KC: Is it easier for the public to swallow — pun
intended — a man singing about queer subject matter if he’s not
threatening to anyone’s idea of maleness?
JG: You make a great point. Rock ‘n’ roll is sexy.
It’s always been about sex and I wanted to be vocal and honest about
sex because I felt a lot of pop music was dishonest in how it talked
about love. Pop always wants to talk about sex but it calls it love.
We called love, love and sex, sex. I think that’s what made Pansy
Division and many other queer rock acts unique.
KC: Gay men talking about sex and relationships
still seems foolishly threatening. No one seems to bat an eye about
Lindsay Lohan’s lesbian relationship but if Zac Efron announced
that he was sucking cock… I find that double standard infuriating.
Coming out didn’t ruin kd lang’s career, it actually heightened
it, but almost a decade later Michael Stipe was dragged out kicking
and screaming and still somehow hasn’t entirely recovered.
JG: So true. If Michael had come out in ’92 it
certainly could have ruined his career. I used to gripe about him
because I thought he was someone who could have…
KC: Lead the army.
JG: Certainly. He had the indie cred and had reached
the arena too.
KC: In the song “Manada” you sing “Every time I
go north to the border/Boy after boy always take me over/I’m going
to Manada/The weather’s cold/But the guys are hot.” You’re a fan
of Canada.
JG: What is really nice about Canada is that the
media takes us more seriously, I keep meeting really cute guys and
having fun in your country. I was charmed when we first started
to tour up there so I wrote a tribute.
KC: The Pride we played together back in ’02 here
was hilarious.
JG: Was that in…
KC: Don’t mention the name, we might play there
again. Another disastrous setup with the beer garden, where everyone
was, way too far away from the stage. What’s your favourite Pride
to date?
JG: Our hometown. In ’02 we opened for Marc Almond
and it was pretty thrilling, a huge crowd. San Francisco Pride in
the ’90s was run by rank amateurs, so when they got it together
in the new decade it was great to be part of it again.
KC: The ’90s had too much focus on corporate funding
and not much sensitivity to artists or community. Someone realized,
“Oh, gay people drink beer, get on it.” Still, someone’s gotta pay
for it.
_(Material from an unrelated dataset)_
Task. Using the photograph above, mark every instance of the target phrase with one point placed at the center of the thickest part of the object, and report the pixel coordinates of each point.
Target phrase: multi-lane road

I’ve had many heartwarming Pride shows but there have been
some hideous ones too.
JG: We stopped playing Prides altogether for a
while after an event in ’95 in Madison, Wisconsin. A thousand people
are there and we’re on a big stage playing to only 30 of them because
they were playing Cher and Whitney Houston over in the dance tent.
Not everyone has to have my taste in music but we were an entertaining
live band. The majority of the gay community wasn’t interested.
We played a show later that night in the same town to great crowd
of straight people who paid to see us. But all the gays, who could
see us for free, weren’t interested. More often than not we’re still
the only rock band on a Pride bill. You?
KC: One word: Cornwall.
JG: Where?
KC: Never mind. I find I’m too gay for conventional
clubs where I spend time convincing bookers to take a chance on
me, and not gay enough for a lot of Pride events. It’s an uncomfortable
fence I ride. Speaking of riding, you certainly document your road
sexploits in the book rather well. What city in the world has the
biggest cocks?
JG: I wish I had enough experience in enough cities
with a variety of cocks to be able to have multiple choices.
KC: (reading from Deflowered) “A blonde
farm boy in the back of the van in Texas…”
JG: But I can’t say there’s a big-cock town. If
you find it, you must let me know. I just hope it’s not Regina.
Jon Ginoli reads from his
book, Deflowered: My Life in Pansy Division, and performs
an acoustic set on Fri July 3 at Chapters/Indigo Festival Hall,
142 John St and Sat July 4 at Glad Day, 598A Yonge St. Pansy
Division: Life in a Gay Rock Band screens soon.
Kelly and the Kellygirls
launch their new album, Modernism, on Thurs May 28 at Revival,
783 College St and then tour Canada and the UK in July and Aug.